0.Liber des élorsiers

1. Elorsier, Alorsier, Alirsier, Alisier, Elisier, Eliser, les noms ne manquent pas mais les noms, en vérité, manquent.
Ne suffisent pas, quand parfois même ils trompent.
Elorsier, Alisier, Eyzier, Ize même, nous connaissons des endroits reculés, nous connaissons des carrefours, des layons, où, plutôt que d’autres, ces mots.
Alorsier, Eliser, Lizier, Zilier même, Cilier même, noms ne manquent jamais les noms.

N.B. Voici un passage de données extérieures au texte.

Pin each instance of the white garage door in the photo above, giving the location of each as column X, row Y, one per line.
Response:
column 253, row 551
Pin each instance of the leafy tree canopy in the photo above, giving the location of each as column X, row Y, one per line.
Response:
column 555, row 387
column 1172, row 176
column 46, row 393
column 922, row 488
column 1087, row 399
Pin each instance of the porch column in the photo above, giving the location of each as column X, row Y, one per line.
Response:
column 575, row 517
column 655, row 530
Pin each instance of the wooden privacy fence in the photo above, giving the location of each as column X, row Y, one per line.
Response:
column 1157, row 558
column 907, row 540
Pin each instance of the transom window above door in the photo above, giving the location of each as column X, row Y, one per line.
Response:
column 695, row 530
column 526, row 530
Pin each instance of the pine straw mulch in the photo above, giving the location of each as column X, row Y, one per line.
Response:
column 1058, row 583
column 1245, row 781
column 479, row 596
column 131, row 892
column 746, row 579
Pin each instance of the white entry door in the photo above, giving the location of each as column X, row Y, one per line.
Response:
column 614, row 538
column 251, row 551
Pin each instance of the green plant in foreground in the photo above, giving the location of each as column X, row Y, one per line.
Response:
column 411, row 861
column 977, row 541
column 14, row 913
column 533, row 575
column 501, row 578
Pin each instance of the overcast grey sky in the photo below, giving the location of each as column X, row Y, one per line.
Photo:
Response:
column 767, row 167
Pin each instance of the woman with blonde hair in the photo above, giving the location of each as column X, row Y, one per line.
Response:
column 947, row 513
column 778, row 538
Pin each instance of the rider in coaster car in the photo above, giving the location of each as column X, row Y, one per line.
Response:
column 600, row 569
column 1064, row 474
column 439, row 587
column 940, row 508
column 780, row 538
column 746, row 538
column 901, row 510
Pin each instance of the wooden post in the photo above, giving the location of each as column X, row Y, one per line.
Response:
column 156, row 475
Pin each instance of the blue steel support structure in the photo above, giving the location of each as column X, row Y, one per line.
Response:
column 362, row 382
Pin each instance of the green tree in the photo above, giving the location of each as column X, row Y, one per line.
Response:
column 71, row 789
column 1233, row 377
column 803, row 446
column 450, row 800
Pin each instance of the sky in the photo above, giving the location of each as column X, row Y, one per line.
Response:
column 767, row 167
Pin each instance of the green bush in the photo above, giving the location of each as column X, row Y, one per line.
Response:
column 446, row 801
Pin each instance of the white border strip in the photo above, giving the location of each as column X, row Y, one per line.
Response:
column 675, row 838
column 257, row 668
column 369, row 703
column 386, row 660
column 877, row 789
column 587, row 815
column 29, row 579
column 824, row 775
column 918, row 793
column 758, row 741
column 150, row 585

Nombreux, s’ils ratent leur cible, plus nombreux encore, ils sont.
Ne manquent pas de génie, toutefois, à croire qu’ils changent en chaque bouche, en chaque main.
(Le défaut de la bouche, le défaut de la main.)
Quant à taper juste, telle hache ou merlin, si le choc, souvent à côté de la plaque : plutôt effet déflagration, victimes collatérales, tel est langage.
Coin, sapie, tarière, masse, merlin, hache, tout existe, là encore les poisons ne manquent pas. Et les effets, délétères. Les différentes manières de la mort. Le génie.
C’est d’ailleurs parce que la multitude, que la multitude des erreurs s’engendre.

 

2. Car la multitude engendre.
Engendre le défaut, l’erreur dans les mots. Et autres.
De génie, dans la famille, on en sait quelque chose. Un ancêtre (ou deux), ayant baguenaudé avec un ancêtre (ou deux), bien que ces ancêtres ne se connaissent pas vraiment.
Strictement, nous les bâtards.
Les bâtards sont notre génie. Nous somme le génie des bâtards. Alisier, Zilier, toute la gamme de A à Z avance, et ne tenons des ancêtres qu’une vague ressemblance, un lien de parenté, peut-être oui, un lien, que nous avons tenu, que nous avons fixé, avec fierté comme le génie de notre généalogie.
Hybride, dira le pharmacien, pour qui comptent les pharmakons. Pour nous autres, dans la famille, bâtards. Mais les autres nous regardent d’un mauvais œil parce que nous sommes rares.
Au sein de la Strate (nous appelons ainsi notre habitat) nous sommes nombreux (nous voulons dire à composer la Strate, famille ou pas) : autres Alisiers (cousins directs), Sorbiers (cousins éloignés), Chênes, Pins, Érables, toute la clique nous zieute.
Parce que notre fierté notre lien, nous distingue. Ils sont jaloux, lu Bourdieu. Mais tout ça, nous l’avons dit dessus, ce sont des mots. Ne manquent pas, mais manquent aussi.
Bois précieux, oui, arbre protégé, pff. Bâtard ? Hybride ?
Il y a des degrés dans la distinction. Il y a des enfants à bourdieu. Des rebondissements dans le récit.

 

3. Il y a ensuite le monde. Nous la Strate, mais les autres strates existent, et je ne parle pas d’un malheureux chablis, qu’un de nous cacochyme autorise. Il y a les pelouses, les marais ; au-delà, il y a aussi, dit-on de bouche de dryade à oreille de dryade, il y a les champs, les villes, toutes choses formant le monde, le cosmos.
Et même ici, pour des outils qu’on ne connaît pas, des techniques ou des mythes qu’on ne maîtrise pas, tous ces mondes s’entrecroisent.
On ne se retrouve pas en manteau et ourlet, en lisière, comme ceux qui d’entre nous avancent sur l’ouvert (ou le vert), comme ceux d’entre nous se retrouvent au chevet du chablis, par la force des choses (la force des choses, c’est le temps).
Certains carrefours, certains layons nous échappent.
On ne peut pas tout enserrer. On se laisse enfreindre.
Il faudrait nous entendre.
Il nous faudrait un chef, un meneur, un roi.

Mais c’est que les mots manquent. Les mots qui ne manquent pas.